The Vid2Seq architecture consists of a visual encoder and a text encoder, which encode the video frames and the transcribed speech input, respectively. The resulting encodings are then forwarded to a text decoder, which autoregressively forecasts the output series of thick occasion captions together with their temporal localization in the video. The architecture is initialized with a effective visual foundation and a strong language design
Massive pre-training on untrimmed narrated videos
Due to the thick nature of the job, the manual collection of annotations for thick video captioning is especially costly. Thus we pre-train the Vid2Seq design utilizing unlabeled narrated videos, which are quickly readily available at scale. In specific, we utilize the YT-Temporal-1B dataset, that includes 18 million narrated videos covering a wide variety of domains.

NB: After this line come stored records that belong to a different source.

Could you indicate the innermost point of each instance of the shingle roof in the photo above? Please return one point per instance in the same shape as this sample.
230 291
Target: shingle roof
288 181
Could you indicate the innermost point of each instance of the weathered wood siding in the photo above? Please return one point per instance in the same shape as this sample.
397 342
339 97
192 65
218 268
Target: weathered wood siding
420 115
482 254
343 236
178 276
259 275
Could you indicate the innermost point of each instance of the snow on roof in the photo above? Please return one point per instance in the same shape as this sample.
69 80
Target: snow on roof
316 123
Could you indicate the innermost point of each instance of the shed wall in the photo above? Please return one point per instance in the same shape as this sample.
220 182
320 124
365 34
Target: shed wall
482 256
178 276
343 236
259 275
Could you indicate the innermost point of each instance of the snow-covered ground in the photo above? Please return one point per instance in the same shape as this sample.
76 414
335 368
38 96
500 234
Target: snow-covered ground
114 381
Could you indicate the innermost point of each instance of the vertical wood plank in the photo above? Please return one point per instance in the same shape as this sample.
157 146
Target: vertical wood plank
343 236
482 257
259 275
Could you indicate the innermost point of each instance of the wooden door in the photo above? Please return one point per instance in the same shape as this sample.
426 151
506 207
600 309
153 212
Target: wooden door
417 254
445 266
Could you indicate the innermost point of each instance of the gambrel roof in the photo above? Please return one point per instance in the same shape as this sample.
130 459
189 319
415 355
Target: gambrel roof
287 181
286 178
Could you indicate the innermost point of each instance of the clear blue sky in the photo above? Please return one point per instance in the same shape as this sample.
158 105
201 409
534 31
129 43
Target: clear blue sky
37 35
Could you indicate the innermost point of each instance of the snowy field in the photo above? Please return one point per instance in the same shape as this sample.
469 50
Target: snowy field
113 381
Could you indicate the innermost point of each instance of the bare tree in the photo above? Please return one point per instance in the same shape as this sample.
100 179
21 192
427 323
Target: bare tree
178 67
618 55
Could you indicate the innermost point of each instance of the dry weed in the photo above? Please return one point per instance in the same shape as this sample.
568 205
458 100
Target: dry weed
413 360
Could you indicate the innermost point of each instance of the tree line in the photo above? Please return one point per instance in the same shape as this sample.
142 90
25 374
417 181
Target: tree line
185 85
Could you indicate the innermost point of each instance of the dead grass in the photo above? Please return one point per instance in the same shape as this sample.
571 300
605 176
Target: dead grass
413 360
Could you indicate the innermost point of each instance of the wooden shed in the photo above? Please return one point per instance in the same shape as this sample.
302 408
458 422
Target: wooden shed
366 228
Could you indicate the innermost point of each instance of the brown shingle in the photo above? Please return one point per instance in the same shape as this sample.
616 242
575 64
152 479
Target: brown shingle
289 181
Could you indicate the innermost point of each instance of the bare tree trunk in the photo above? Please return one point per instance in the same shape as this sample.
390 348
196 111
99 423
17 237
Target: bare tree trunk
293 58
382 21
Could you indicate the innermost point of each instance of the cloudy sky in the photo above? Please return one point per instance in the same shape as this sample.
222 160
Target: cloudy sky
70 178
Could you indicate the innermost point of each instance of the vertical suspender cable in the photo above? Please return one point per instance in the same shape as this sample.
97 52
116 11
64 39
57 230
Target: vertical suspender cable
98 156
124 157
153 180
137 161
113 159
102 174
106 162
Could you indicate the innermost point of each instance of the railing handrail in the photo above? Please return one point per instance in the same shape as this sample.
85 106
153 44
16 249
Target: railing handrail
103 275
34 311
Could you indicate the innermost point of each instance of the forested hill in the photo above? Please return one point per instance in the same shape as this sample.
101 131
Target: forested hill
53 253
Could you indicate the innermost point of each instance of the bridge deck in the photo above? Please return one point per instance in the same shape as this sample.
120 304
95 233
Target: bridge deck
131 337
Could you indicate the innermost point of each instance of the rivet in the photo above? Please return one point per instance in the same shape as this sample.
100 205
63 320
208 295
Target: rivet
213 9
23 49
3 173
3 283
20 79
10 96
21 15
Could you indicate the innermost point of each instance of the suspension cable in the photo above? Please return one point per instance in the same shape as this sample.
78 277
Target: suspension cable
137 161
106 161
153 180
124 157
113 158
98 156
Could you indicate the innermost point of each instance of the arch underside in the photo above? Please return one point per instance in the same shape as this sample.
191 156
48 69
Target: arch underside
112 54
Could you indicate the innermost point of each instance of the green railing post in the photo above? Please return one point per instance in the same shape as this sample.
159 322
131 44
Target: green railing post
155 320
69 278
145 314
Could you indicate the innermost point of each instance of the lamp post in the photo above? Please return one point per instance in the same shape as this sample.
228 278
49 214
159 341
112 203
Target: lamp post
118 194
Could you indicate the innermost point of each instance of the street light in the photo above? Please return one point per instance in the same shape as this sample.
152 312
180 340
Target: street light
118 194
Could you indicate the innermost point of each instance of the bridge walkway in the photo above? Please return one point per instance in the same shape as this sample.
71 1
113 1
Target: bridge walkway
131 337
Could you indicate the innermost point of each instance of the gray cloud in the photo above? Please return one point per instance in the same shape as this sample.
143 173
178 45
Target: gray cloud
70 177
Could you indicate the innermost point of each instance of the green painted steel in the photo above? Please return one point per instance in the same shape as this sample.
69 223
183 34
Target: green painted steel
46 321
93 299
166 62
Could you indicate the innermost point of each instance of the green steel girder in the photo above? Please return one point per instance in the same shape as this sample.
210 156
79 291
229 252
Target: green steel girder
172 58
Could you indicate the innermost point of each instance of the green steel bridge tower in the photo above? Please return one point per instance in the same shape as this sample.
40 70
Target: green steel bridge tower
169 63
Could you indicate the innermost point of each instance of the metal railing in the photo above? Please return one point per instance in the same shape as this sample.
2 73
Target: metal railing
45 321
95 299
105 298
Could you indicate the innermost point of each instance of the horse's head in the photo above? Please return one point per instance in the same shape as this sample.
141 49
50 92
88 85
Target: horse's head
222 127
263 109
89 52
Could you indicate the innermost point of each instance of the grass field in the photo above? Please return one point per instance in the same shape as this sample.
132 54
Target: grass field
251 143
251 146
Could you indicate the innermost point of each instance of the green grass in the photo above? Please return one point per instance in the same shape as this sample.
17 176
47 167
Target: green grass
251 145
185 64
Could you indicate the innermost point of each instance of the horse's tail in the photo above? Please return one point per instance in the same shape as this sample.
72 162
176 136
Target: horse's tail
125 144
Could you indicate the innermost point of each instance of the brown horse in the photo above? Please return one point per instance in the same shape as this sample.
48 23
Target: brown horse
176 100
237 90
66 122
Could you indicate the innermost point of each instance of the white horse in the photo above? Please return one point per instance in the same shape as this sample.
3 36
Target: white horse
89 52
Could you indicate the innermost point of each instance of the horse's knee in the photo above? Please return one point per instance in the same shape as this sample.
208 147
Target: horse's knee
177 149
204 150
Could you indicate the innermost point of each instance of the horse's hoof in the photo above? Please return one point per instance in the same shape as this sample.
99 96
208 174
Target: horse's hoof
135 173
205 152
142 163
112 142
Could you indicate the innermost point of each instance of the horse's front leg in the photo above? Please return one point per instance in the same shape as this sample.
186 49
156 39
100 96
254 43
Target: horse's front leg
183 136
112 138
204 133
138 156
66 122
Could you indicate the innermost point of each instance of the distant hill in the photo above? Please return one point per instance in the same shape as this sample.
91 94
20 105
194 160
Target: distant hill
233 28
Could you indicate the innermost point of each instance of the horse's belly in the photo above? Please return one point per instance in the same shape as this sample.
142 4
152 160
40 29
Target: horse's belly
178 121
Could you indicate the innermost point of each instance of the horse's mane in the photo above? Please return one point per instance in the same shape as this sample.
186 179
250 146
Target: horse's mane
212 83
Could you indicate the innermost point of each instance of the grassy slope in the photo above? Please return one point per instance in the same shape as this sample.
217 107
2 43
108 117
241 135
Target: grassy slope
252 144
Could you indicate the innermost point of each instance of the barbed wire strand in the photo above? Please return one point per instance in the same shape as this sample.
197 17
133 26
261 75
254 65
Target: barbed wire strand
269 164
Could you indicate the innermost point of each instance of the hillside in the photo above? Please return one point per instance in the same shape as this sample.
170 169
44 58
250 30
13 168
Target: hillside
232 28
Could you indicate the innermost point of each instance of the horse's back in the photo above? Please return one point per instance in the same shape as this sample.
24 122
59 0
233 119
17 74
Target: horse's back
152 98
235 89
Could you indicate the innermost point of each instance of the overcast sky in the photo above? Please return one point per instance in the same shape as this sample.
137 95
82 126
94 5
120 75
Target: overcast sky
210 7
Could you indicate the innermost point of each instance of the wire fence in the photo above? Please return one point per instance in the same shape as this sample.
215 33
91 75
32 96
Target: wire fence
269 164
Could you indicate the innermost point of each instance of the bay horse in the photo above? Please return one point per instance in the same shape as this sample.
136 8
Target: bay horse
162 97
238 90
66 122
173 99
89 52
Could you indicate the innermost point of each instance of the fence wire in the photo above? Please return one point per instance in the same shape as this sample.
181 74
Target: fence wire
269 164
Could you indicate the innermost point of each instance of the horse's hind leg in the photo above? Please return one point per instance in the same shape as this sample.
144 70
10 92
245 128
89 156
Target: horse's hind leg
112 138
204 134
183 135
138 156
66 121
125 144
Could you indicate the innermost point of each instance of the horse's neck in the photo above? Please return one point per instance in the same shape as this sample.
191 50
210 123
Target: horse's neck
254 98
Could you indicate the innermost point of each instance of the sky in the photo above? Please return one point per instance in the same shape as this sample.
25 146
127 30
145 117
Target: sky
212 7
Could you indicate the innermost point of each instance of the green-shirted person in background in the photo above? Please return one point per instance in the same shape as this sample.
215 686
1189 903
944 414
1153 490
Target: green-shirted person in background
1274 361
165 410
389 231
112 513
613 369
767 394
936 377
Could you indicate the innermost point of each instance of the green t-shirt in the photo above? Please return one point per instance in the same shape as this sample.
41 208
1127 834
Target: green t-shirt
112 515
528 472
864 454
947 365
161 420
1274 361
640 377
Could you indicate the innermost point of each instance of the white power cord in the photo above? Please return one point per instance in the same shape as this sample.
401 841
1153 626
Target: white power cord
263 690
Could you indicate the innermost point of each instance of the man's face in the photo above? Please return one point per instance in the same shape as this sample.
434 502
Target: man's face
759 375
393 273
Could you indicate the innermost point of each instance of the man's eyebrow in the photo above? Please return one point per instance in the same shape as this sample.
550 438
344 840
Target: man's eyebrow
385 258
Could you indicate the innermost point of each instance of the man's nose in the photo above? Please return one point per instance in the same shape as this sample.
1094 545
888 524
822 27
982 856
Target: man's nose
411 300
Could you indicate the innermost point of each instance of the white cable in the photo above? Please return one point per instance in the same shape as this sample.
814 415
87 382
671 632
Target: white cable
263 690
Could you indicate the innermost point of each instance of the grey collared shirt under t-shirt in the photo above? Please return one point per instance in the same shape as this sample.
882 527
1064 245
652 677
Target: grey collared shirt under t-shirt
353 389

We utilize transcribed speech sentences and their matching timestamps as guidance, which are cast as a single series of tokens. We pre-train Vid2Seq with a generative goal that teaches the decoder to anticipate the transcribed speech series provided visual inputs just, and a denoising goal that motivates multimodal knowing by needing the design to anticipate masked tokens provided a loud transcribed speech series and visual inputs. In specific, sound is contributed to the speech series by arbitrarily masking out periods of tokens.
![]() |
Vid2Seq is pre-trained on unlabeled narrated videos with a generative goal ( leading) and a denoising goal ( bottom). |
Outcomes on downstream thick video captioning standards
The resulting pre-trained Vid2Seq design can be fine-tuned on downstream jobs with a basic optimum probability goal utilizing instructor requiring (i.e., anticipating the next token provided previous ground-truth tokens). After fine-tuning, Vid2Seq significantly enhances the cutting-edge on 3 basic downstream thick video captioning standards ( ActivityNet Captions, YouCook2 and ViTT) and 2 video captioning standards ( MSR-VTT, MSVD). In our paper we offer extra ablation research studies, qualitative outcomes, in addition to lead to the few-shot settings and in the video paragraph captioning job.
![]() |
Contrast to modern approaches for thick video captioning ( left) and for video captioning ( right), on the CIDEr metric (greater is much better). |
Conclusion
We present Vid2Seq, an unique visual language design for thick video captioning that merely forecasts all occasion limits and captions as a single series of tokens. Vid2Seq can be efficiently pretrained on unlabeled narrated videos at scale, and accomplishes modern outcomes on different downstream thick video captioning standards. Find out more from the paper and get the code here
Recognitions
This research study was carried out by Antoine Yang, Arsha Nagrani, Paul Hongsuck Seo, Antoine Miech, Jordi Pont-Tuset, Ivan Laptev, Josef Sivic and Cordelia Schmid.